The Patron Saint of Artist Fatherhood
Michael Andrews lights the way
Icon: Michael Andrews
Melanie and Me Swimming (1978-9) is a masterpiece of twentieth century painting. Melanie is Michael Andrews’s daughter, an only child, and in the picture she is learning to swim in a dark rock pool while on holiday in Scotland. Part of the Tate collections, the painting is apparently one of the most popular postcard reproductions available in the gift shop. Speaking to The Standard in 2012, Melanie explains why:
“I think people wish they’d had a relationship like that with their father.”

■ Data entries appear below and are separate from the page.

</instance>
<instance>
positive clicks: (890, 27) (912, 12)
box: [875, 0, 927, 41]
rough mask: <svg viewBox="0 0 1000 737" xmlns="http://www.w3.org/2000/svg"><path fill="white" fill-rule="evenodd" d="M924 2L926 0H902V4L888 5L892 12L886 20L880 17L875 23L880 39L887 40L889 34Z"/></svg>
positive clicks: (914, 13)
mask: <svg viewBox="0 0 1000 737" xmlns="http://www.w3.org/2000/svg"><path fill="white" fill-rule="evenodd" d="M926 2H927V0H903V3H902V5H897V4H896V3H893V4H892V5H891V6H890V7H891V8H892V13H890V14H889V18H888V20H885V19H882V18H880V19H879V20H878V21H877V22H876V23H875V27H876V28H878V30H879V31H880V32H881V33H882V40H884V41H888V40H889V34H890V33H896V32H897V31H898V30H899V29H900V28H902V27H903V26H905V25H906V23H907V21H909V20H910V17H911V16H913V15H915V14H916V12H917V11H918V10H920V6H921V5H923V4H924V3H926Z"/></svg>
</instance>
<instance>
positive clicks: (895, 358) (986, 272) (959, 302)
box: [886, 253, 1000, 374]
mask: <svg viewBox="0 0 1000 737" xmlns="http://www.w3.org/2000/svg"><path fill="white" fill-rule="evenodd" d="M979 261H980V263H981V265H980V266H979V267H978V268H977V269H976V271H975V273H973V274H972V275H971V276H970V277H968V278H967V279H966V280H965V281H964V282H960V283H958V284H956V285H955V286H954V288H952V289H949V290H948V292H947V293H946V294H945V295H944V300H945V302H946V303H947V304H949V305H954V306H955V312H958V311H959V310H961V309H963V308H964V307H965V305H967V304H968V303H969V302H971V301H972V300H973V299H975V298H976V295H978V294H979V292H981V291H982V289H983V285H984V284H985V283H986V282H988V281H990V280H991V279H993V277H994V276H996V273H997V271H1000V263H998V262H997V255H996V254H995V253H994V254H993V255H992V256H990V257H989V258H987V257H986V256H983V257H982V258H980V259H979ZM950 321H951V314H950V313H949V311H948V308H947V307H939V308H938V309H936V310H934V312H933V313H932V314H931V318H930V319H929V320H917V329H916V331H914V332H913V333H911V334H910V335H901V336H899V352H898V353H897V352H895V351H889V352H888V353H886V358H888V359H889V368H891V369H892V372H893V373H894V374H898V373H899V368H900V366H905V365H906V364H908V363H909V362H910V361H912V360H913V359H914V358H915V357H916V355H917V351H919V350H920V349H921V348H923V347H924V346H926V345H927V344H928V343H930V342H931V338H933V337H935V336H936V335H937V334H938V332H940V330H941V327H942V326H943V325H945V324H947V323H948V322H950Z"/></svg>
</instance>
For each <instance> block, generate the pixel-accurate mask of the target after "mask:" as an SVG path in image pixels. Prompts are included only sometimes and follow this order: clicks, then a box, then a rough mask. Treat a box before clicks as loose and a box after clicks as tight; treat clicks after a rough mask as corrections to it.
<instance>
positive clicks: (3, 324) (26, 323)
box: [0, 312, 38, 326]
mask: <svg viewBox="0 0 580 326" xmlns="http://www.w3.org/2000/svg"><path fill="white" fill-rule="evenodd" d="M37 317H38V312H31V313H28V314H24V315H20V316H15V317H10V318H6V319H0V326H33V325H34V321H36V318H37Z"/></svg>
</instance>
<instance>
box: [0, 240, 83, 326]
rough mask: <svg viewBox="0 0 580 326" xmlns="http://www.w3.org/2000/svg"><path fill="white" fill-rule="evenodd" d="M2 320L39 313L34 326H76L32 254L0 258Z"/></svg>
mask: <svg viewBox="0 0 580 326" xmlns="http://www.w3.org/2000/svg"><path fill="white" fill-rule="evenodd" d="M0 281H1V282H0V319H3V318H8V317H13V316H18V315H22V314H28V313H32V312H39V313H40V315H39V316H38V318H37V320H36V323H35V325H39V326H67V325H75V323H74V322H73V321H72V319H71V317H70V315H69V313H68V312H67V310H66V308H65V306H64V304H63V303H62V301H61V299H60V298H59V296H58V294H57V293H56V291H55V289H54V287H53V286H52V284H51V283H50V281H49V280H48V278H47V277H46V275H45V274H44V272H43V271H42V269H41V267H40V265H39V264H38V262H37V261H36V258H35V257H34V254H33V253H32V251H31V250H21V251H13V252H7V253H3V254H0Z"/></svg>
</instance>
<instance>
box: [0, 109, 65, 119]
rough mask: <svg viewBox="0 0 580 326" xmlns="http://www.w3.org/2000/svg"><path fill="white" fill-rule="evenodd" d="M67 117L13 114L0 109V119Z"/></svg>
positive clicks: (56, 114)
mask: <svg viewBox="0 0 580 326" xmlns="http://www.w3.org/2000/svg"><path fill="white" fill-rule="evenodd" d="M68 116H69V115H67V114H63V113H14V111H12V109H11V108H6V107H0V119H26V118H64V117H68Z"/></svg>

She goes on to describe how her father’s practice intersected with her childhood:
“I don’t think Dad planned the picture. It just evolved out of the situation. When I started school, a few years before, he had started painting a series of fish, titled ‘School’ … I was about to leave primary school, was starting to wear school uniform, and the point about the fish was that they were wearing a kind of uniform; the picture is about my reaching another age. Everything about Dad’s paintings, whatever their subject matter, was to do with social situations and the way that people integrate and interact. That’s what makes them, like him, so enduring and so well-loved.”
I find this absolutely incredible, because while women artists have fought very hard for decades for the possibility of being taken seriously as artists regardless of whether or not motherhood becomes a part of their work, we very really encounter man artists who make fatherhood a core part of the content of his work. With Michael, maybe, we can see that there is a possibility for a loving family life to become constitutive of a practice that is generative, profound, and roundly respected. But it took both time and distance to get there.
The arc of Michael’s work is often understood in relatively simple terms: from the human landscape of early paintings of parties to the later humanist landscapes of Scotland and Australia, and from the groups of friends in those same party paintings to his later schools of fish. Each painting, taken on its own, is so mysterious and enigmatic, so impeccably composed, that it seems impossible to talk about them in broad strokes like this, as if this group of barracuda and that school of butterfly fish were separate projects entirely. And yet, at the same time, within each painting there are universes, spirals of nested configurations. Each painting stands alone, legible in its entirety, a complete key to and representation of a profound practice of looking and seeing. It says everything and lacks nothing, a perfectionist poetic economy of visual language that is crisp and disciplined, allusive and generous.
Some of Michael’s best known works tie into the same social graph that we have visited on several occasions. Colony Room I (1962) pictures Bacon and Freud.
A few years prior, in 1957, he painted a mural after Bonnard that sat over a banquette. When it was removed from the wall and restored, in 2008, it was framed to keep its trademark L-shape.
Michael himself is pictured in Celia Paul’s Colony of Ghosts, the darker figure on the far right blending into the shadowy corner of the table.
This is his position within this historical narrative: he is always the figure on the edge, painting the party if barely partaking, moving into the periphery, slowly traveling towards the space of the austere. He described his work:
“Identity and community—and identity in community; that’s my prevailing preoccupation.”
Melanie and Me Swimming was the first of a “Holiday” series, which went on to include a couple of incredible paintings of Michael and his companions on a deer hunt. While they share a landscape—the same Scottish estate—they are barely recognizable as the same series, and the deer pictures are more often lumped in with Michael’s landscapes of Scotland.
You can see something there, though, that engages with the swimming picture. Two figures alone in a natural landscape, a direct human bond that sits within the space of the sublime, engaged in activity face to face or shoulder to shoulder. Sport as an ethics of engagement with man and nature, maybe. Melanie and Me, as Melanie herself mentioned, also sits easily alongside the schools of fish. It is both-and, simultaneously within and without, a pool and a cosmos, a world unto itself that expands to swallow up darkness around it.